L’opera ebbe larghissima fama per tutto il medioevo, esercitando un notevole
influsso non solo su tutta la filosofia cristiana occidentale, ma anche sulla letteratura,
e in specie su quella delle « visioni ».
De constantia sapientis (La fermezza del saggio), il secondo dei cosiddetti
Dialoghi di Seneca, composto tra il 52 e il 53 d.C. e dedicato a un giovane amico,
Anneo Sereno. Vi si dimostra che il vero saggio non può ricevere offesa dagli
uomini, né grave (iniuria), né lieve (contumelia), perché, in virtù di una serenità
interiore, egli è in grado di sopportare le sventure della sorte e ancor più i colpi
della malvagità umana.
De Deo et homine eiusque felicitate (Dio, l’uomo e la sua beatitudine), la prima
opera di Spinoza giunta fino a noi, scritta probabilmente tra il 1656 e il 1661.
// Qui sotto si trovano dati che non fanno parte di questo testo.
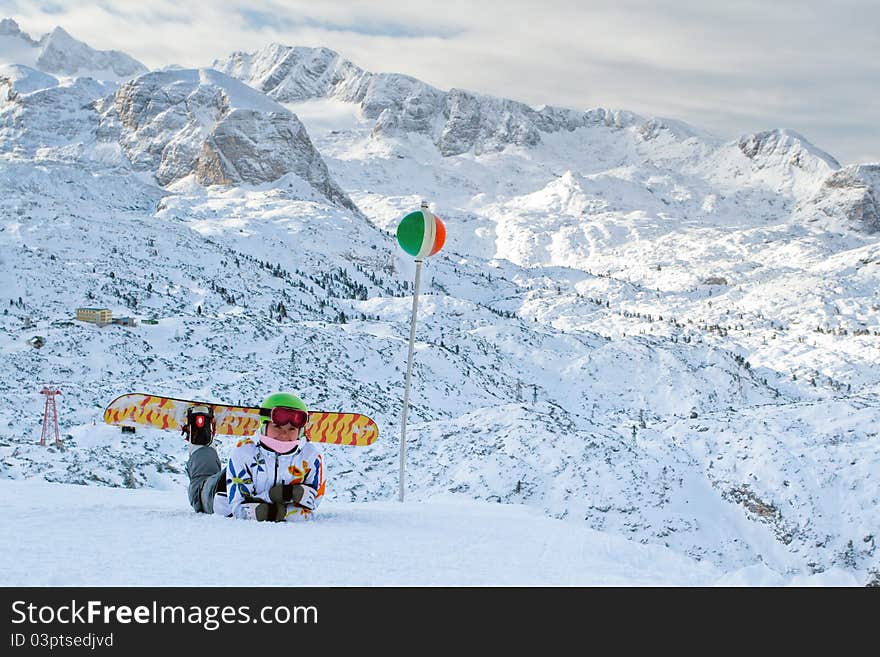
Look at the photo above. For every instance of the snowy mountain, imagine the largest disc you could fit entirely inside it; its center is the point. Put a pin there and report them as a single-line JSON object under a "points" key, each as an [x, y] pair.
{"points": [[635, 328], [60, 54]]}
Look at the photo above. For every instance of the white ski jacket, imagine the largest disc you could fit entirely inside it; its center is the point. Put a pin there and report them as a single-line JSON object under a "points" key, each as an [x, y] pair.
{"points": [[254, 468]]}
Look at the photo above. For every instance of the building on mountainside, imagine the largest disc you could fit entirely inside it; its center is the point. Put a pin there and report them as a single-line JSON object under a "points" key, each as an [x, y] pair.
{"points": [[99, 316]]}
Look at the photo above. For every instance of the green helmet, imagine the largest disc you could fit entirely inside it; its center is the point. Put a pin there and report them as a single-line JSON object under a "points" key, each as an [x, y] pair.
{"points": [[286, 399]]}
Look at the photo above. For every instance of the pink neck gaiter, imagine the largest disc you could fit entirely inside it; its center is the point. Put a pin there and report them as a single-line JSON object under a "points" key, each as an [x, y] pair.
{"points": [[280, 446]]}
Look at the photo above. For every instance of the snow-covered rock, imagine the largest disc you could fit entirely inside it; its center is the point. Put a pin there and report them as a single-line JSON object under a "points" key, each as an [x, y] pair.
{"points": [[186, 121], [851, 196], [60, 54]]}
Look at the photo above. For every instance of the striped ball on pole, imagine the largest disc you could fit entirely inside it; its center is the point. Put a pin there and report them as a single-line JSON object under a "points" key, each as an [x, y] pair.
{"points": [[421, 234]]}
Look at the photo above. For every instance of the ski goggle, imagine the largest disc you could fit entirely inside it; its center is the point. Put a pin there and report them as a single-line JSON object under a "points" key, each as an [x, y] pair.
{"points": [[281, 415]]}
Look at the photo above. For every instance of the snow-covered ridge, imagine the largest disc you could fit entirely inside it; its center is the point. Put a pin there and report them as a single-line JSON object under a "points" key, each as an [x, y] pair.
{"points": [[185, 121], [458, 121], [60, 54]]}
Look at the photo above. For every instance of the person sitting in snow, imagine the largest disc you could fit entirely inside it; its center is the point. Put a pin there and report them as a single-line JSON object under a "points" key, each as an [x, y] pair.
{"points": [[276, 475]]}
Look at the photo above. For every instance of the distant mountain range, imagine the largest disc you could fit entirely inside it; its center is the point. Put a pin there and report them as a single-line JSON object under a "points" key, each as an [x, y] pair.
{"points": [[634, 324]]}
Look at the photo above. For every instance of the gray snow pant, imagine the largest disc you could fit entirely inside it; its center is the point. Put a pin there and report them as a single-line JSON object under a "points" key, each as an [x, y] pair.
{"points": [[205, 474]]}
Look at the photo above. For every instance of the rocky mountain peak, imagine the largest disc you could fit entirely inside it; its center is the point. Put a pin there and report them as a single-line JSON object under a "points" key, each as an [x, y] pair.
{"points": [[200, 121]]}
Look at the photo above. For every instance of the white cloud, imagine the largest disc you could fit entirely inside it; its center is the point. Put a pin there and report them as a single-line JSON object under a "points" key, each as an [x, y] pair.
{"points": [[730, 68]]}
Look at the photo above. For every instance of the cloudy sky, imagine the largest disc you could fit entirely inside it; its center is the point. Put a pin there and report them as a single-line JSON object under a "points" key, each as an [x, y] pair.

L’originale latino è perduto; possediamo solo i due manoscritti di una traduzione in
olandese. Si divide in due parti: la prima tratta di Dio, della sua esistenza, delia sua
essenza, dei suoi rapporti col mondo. La seconda, meno diffusa, contiene in nuce le
teorie sull’anima umana, sulla schiavitû delle passioni e sulla libertà, che saranno
riprese e svolte nell’Etica.
De dignitate et augmentis scientiarum (Dignità e progresso delle scienze), opera
di Francesco Bacone, apparsa nel 1623, che può essere considerata la prima parte
dell’Instauratio magna, di cui la seconda parte è costituita essenzialmente dal
Novum Organum. In essa Bacone critica la filosofia scolastica e l’insegnamento
fondato sull’autorità dei Greci e soprattutto di Aristotele, nel nome del quale ogni
progresso scientifico, secondo lui, è ostacolato; afferma, in contrasto, il dovere dello
spirito di istruirsi sul libro della natura. Quindi propone la sua celebre
classificazione delle scienze, fondata sulla distinzione delle tre facoltà della
memoria, dell’immaginazione e della ragione, alle quali corrispondono
rispettivamente la storia, la poesia e la filosofia.
De docta ignorantia (La dotta ignoranza), opera filosofica in tre libri di Nicola da
Cusa, composta nel 1439-1440 e pubblicata postuma nel 1488. La « dotta ignoranza
» è l’atteggiamento del filosofo che, consapevole di quanto stretta sia la fascia del
noto rispetto all’immensità di ciò che è ignoto, assume come proprio unico titolo di
privilegio il « sapere di non sapere », alla maniera di Socrate e di altri saggi
dell’antichità. Considerata l’incommensurabilità del finito con Dio, un tale
atteggiamento, che rimanda anche alla « teologia negativa » di Dionigi pseudo-
areopagita, si propone all’uomo come il solo ragionevole. Come un poligono, per
grande che sia il numero dei suoi lati, non coinciderà mai con la circonferenza
inscritta, così la conoscenza dell’uomo non potrà mai adeguare la realtà di Dio.